Matrix Quasi-tree Theorem
Qingying Deng, Xian'an Jin, Qi Yan, Yexiang Yan
TL;DR
The paper generalizes the Matrix Tree Theorem to all embedded graphs by introducing symbolic skew-adjacency matrices and a reduction map that convert determinants into polynomials encoding spanning quasi-trees. The central result, the Matrix Quasi-tree Theorem, shows that $f(\det(I_n + \mathbf{A_{\\sigma}^s})) \\bmod 2$ equals the edge-sets of spanning quasi-trees, enabling the exact counting of quasi-trees via polynomial evaluation. The authors develop the framework of ribbon graphs, partial duality, and delta-matroids to extend the result from bouquets to general connected ribbon graphs, providing a complete topological analogue to Kirchhoff's theorem for orientable and non-orientable embeddings.
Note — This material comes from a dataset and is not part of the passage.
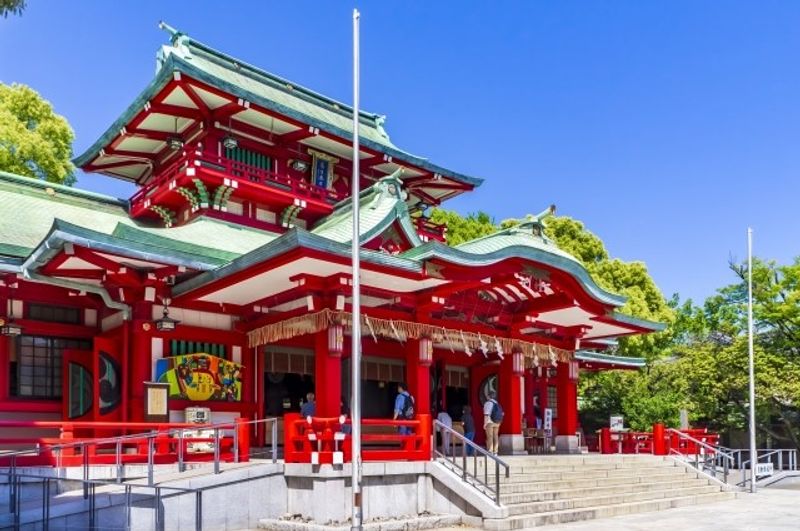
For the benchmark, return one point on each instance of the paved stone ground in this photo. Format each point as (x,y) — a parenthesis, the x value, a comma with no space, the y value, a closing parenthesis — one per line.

This establishes new algebraic tools for quasi-tree enumeration and links to delta-matroid theory and topological graph concepts.
Abstract
Building on prior work that established Matrix Quasi-tree Theorems for special embedded graphs, in this paper, we develop a comprehensive theory applicable to all embedded graphs. We introduce symbolic skew-adjacency matrices and reduction maps as key innovations, and prove that a specific polynomial derived from these matrices encodes all spanning quasi-trees of a bouquet. This result provides a complete analogue of the Matrix Tree Theorem for topological graph theory, with applications to quasi-tree enumeration in both orientable and non-orientable embedded graphs.